After a review of certain Tofurky labels, the Court found nothing “inherently misleading” about them. Though they utilize certain words that are “traditionally associated with animal-based meat,” those same labels used appropriate modifiers and/or displayed additional information to aid a consumer in understanding the contents of the package, i.e., “veggie burger,” or “Chorizo Style Sausage” also labeled as “all vegan.” The State’s position “require[d] the assumption that a reasonable consumer will disregard all other words found on the label.” See Ang v. Whitewave Foods Co., No. 13-cv-1953, 2013 WL 6492353, at *4 (N.D. Cal. Dec. 10, 2013) (“Under Plaintiffs’ logic, a reasonable consumer might also believe that veggie bacon contains pork, that flourless chocolate cake contains flour, or that e-books are made out of paper.”). Rather, such modifiers and explanatory language on the packaging made it such that Tofurky would likely prevail on its argument that the labels were not inherently misleading.

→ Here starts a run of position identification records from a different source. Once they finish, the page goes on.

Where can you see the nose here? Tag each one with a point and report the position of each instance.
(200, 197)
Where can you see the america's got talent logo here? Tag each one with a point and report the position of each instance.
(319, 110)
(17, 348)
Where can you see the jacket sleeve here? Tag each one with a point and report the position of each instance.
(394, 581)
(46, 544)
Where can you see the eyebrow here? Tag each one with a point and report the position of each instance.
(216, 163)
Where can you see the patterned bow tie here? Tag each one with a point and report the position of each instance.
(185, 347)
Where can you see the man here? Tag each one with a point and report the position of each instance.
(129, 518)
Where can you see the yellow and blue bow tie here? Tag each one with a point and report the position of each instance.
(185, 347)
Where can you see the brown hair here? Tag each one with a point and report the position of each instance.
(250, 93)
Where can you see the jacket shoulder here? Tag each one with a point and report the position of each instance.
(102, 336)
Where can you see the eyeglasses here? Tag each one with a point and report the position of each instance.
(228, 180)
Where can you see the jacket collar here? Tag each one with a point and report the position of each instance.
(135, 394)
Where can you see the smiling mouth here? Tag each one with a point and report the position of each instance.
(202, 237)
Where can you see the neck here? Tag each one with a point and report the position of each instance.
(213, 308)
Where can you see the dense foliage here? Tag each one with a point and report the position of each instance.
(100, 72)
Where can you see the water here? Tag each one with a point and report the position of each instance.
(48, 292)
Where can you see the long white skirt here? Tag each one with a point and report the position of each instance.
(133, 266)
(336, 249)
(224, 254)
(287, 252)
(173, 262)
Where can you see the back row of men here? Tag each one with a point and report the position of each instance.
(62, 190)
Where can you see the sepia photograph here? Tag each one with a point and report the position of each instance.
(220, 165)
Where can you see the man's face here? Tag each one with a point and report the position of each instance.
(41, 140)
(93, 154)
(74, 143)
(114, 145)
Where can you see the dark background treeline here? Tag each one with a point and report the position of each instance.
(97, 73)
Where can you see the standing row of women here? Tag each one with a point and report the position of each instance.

And though the Court acknowledged that the State likely has a substantial interest in protecting consumers from falsely- or misleadingly- labeled food products, it also found that Tofurky would likely prevail (i) on its arguments that Act 501 does not directly and materially advance that interest given the likelihood that Tofurky’s labels are neither false nor misleading and (ii) on its argument that Act 501 is more extensive than necessary to achieve the State’s interest. Id. at *13. After finding that the remaining preliminary injunction considerations favored Tofurky, the Court granted the application to enjoin enforcement of the six identified provisions of Act 501 as applied to Tofurky.
* * * *
Arkansas is one of a growing number of states seeking to ban the use of certain meat-adjacent words. Many observers argue that these laws are aimed—not at protecting consumers—but rather at tamping down on a growing market for vegan and vegetarian substitutes for products traditionally made of beef, poultry, etc. Motivation aside, courts engaging with these laws are skeptical that using terms like “hot dog” on labels that also prominently explain the package contents is not misleading and, moreover, that arguments to the contrary do not pass muster under any appropriate understanding of what makes out consumer confusion.
 Arkansas Democrat Gazette, Truth in labeling inked by governor: meat lookalikes target of new law (March 20, 2019), available at https://www.arkansasonline.com/news/2019/mar/20/truth-in-labeling-inked-by-governor-201/
 Ark. Code Ann. § 2-1-301, et seq.
 The Court confined its review to an “as applied” constitutional challenge being brought by Tofurky. “In other words, the Court examine[d] only whether Act 501 is constitutional as applied to Tofurky’s advertisements.” Id. at *8.
 Threat of Irreparable Harm; Balance of Equities; Pubic Interest.